The Cassini spacecraft captured captivating images of wispy methane clouds suspended above Titan’s hydrocarbon lakes as the probe headed for its third shot through Saturn’s ring gap Tuesday.
The distant pictures, taken from a range of more than 300,000 miles (500,000 kilometers), were recorded Sunday as Saturn’s gravity tugged NASA’s Cassini spacecraft toward its third pass between the planet’s atmosphere and rings.
Cassini crossed Saturn’s ring plane at 0613 GMT (2:13 a.m. EDT) Tuesday, passing about 1,680 miles (2,710 kilometers) from the upper fringes of the planet’s hydrogen-helium atmosphere. That is the closest Cassini has come to Saturn to date, but future flybys will swing even closer to the planet’s cloud tops.
NASA confirmed Cassini weathered the trip through the ring gap as expected. Tuesday’s encounter was the first time the spacecraft stayed in contact with Earth during a ring gap passage.
The images of Titan released Tuesday show bands of methane clouds over the moon’s northern hemisphere. Scientists were predicting cloud formations in Titan’s northern latitudes ahead of the moon’s northern summer solstice a few weeks away.
Titan’s seasons change as Saturn orbits the sun every 29 years, exposing the moon’s northern and southern hemispheres to more sunlight along the way, driving the moon’s weather patterns and moisture cycles.
“These are some of the most intensely bright clouds Cassini has observed on Titan, likely due to high-cloud tops,” NASA officials wrote in a release accompanying the images. “This activity also represents the most extensive cloud outburst on Titan since clouds reappeared at northern mid-latitudes in early 2016.”
The images show a belt of “dunelands” near Titan’s equator, and pockmarked features near the top of one of the pictures are seas of methane and ethane.
Cassini made its 127th and last close flyby of Titan on April 22, but the orbiter will continue long-distance observations as it circles Saturn in the final months of its mission. The spacecraft gathered radar data on the moon’s terrain and hydrocarbon lakes during the April 22 swingby.
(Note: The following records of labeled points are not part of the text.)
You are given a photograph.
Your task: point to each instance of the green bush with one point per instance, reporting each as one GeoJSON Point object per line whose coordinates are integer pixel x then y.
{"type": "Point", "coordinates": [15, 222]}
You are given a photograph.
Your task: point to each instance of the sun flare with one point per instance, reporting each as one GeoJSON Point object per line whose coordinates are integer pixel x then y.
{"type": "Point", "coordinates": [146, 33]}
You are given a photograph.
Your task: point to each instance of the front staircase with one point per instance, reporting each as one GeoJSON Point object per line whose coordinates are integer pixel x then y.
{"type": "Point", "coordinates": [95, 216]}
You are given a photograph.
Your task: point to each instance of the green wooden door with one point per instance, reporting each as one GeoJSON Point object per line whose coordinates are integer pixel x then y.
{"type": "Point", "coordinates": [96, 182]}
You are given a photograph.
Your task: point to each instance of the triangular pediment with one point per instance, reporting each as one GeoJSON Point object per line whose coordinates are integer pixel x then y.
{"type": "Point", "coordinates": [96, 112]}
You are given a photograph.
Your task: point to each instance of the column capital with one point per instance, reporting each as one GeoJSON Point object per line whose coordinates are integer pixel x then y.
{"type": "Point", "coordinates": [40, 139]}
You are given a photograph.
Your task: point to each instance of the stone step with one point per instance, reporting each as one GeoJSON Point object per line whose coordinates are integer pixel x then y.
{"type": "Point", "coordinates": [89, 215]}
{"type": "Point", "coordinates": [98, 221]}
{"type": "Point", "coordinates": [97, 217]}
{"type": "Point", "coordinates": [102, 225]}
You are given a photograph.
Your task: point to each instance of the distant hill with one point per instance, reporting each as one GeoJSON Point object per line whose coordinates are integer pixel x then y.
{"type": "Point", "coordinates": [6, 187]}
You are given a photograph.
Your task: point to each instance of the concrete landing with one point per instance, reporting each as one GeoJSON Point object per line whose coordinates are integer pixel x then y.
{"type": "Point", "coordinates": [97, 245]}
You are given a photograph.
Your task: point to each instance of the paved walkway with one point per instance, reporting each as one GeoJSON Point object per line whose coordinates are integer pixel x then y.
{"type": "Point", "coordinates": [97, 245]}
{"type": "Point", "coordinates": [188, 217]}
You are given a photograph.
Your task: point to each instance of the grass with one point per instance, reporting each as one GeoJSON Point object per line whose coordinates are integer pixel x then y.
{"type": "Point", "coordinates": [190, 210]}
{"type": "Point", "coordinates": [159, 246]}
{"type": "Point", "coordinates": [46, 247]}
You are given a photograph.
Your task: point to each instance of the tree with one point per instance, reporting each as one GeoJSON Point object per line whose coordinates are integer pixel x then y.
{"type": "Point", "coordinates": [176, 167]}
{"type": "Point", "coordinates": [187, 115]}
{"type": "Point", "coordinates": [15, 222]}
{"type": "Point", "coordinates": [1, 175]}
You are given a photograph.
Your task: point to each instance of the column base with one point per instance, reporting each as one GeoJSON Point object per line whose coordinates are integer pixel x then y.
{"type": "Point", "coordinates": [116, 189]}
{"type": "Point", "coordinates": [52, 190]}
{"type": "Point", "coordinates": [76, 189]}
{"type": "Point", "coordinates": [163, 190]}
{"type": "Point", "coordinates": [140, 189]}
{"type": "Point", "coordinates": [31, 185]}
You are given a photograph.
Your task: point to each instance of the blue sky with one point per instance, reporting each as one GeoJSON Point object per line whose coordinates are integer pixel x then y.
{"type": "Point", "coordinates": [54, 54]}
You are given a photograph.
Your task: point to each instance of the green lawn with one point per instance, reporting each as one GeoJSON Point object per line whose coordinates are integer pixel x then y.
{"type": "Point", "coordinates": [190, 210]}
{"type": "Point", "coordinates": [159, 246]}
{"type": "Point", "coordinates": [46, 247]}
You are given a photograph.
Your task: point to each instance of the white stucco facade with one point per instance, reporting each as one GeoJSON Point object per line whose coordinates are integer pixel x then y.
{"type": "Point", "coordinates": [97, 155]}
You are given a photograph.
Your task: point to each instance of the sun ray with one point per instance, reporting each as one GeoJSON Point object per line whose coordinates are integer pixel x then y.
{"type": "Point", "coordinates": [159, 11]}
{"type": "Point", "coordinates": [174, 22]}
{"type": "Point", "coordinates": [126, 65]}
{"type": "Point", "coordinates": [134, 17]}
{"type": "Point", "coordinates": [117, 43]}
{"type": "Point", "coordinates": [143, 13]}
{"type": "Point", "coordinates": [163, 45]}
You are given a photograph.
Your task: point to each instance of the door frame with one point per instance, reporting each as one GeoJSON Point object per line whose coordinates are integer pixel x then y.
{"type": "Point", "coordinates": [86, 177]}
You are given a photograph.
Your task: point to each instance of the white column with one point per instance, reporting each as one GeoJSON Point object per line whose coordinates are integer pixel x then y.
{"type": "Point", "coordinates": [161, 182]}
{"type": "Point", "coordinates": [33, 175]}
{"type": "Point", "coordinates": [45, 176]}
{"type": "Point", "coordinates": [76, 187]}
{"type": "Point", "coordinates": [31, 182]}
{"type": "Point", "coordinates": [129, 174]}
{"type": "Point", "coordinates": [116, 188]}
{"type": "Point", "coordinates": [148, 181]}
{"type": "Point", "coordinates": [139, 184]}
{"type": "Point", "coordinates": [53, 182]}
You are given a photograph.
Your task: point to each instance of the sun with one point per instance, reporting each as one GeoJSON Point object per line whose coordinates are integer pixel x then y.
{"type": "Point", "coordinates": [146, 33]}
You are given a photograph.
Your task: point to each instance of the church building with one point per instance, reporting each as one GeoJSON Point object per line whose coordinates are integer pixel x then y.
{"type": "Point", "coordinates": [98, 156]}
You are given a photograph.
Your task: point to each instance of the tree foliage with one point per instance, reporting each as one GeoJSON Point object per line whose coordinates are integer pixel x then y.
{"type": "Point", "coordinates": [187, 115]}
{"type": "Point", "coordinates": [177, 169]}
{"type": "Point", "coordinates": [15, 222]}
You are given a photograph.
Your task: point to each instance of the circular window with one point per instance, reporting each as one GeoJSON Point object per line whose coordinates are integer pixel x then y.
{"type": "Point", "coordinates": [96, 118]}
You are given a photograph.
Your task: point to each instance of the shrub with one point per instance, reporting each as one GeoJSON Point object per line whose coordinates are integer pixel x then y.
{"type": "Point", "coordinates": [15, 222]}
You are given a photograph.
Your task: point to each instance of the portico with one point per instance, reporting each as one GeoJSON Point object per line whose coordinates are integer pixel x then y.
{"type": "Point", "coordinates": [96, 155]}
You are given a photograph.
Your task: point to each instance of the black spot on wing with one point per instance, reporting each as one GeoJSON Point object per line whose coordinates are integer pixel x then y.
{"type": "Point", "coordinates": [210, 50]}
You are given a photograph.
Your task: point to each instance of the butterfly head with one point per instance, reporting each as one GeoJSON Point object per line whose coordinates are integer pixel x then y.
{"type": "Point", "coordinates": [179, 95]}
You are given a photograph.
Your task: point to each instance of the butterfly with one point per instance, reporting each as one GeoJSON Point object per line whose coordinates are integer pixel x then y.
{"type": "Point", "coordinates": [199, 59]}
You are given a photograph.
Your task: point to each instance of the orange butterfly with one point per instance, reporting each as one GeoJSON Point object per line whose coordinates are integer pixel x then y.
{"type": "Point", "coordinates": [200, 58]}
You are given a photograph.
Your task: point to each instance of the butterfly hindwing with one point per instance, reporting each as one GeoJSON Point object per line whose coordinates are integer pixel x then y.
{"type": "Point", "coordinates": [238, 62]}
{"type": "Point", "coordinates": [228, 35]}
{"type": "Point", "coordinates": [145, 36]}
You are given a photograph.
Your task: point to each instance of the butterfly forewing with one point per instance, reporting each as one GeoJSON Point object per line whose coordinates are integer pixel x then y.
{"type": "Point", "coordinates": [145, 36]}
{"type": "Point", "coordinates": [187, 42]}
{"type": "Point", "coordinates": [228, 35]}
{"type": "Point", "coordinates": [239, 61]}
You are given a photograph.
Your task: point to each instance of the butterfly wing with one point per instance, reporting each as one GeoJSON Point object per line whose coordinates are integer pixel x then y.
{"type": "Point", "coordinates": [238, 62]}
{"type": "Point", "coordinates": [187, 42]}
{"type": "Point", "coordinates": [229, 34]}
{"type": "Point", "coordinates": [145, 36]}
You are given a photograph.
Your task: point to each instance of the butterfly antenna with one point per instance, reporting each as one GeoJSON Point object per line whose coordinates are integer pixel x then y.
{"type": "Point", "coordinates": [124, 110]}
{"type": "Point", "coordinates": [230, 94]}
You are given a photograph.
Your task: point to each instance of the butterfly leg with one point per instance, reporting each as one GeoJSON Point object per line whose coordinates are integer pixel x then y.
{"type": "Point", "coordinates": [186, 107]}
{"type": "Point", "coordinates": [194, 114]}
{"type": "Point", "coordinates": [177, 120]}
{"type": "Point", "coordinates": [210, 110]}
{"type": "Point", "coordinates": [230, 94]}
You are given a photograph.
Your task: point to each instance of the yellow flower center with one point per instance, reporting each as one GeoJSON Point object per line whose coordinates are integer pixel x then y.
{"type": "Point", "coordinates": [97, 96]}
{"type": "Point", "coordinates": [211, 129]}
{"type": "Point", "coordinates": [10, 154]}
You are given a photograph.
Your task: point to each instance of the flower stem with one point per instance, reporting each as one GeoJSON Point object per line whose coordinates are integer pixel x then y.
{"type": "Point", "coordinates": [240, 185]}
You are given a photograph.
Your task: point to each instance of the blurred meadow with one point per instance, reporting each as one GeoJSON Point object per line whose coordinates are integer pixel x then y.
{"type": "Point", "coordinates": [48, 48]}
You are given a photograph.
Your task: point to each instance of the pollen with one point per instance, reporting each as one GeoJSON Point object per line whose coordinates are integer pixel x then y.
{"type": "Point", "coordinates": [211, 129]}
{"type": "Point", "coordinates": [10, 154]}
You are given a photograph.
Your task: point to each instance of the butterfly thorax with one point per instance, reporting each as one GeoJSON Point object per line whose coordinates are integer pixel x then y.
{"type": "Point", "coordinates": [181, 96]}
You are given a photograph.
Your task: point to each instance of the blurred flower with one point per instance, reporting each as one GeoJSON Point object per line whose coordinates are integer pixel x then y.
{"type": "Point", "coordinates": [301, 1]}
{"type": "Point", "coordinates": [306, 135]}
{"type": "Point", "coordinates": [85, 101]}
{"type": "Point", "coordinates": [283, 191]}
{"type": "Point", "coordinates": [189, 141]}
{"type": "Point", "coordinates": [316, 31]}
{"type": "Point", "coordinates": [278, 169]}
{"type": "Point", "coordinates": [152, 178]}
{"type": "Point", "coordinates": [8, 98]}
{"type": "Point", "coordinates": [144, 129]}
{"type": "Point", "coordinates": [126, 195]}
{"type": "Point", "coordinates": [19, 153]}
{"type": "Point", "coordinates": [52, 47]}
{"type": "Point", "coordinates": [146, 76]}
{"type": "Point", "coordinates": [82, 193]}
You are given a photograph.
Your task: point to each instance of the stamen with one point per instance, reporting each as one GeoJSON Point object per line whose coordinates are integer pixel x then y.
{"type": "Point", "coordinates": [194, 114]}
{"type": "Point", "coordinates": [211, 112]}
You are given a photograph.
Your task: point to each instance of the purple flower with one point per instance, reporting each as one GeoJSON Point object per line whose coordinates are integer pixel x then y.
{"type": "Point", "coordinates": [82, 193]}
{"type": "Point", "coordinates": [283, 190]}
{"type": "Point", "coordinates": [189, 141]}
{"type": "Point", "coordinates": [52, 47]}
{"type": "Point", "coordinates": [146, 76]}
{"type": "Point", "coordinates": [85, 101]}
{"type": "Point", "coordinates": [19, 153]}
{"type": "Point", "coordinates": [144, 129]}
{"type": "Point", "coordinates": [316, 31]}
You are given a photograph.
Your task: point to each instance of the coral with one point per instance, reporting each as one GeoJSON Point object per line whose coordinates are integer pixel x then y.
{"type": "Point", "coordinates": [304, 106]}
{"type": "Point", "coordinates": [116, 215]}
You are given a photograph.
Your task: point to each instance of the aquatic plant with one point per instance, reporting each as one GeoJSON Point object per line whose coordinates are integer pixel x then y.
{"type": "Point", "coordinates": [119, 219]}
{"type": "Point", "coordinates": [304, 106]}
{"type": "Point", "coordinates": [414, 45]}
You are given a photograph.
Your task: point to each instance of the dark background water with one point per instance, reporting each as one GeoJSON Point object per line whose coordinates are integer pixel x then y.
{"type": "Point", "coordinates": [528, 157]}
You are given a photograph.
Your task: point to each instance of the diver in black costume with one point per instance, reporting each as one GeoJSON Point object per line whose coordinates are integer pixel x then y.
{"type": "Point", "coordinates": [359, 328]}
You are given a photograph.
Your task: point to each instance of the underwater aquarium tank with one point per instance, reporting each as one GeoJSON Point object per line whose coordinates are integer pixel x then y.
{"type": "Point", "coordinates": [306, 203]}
Titan’s surface temperature is a frigid minus 292 degrees Fahrenheit (minus 180 degrees Celsius), much too cold for liquid water. But Titan, the only moon in the solar system with a dense atmosphere, experiences day/night cycles and seasons remarkably similar to Earth, with fluctuations in rainfall, cloud patterns and temperatures.
Scientists believe Titan, Saturn’s largest moon, also hides an underground ocean of salty liquid water and ammonia.
After looking at Titan on the inbound leg of its most recent orbit, Cassini’s radio instrument focused on gravity field measurements to study Saturn’s interior and rings as the craft sailed through the ring gap Tuesday.
Cassini will make 19 more flights inside Saturn’s rings, with the next ring crossing set for May 15. Running low on fuel, the mission will end Sept. 15 with a destructive dive into Saturn’s atmosphere.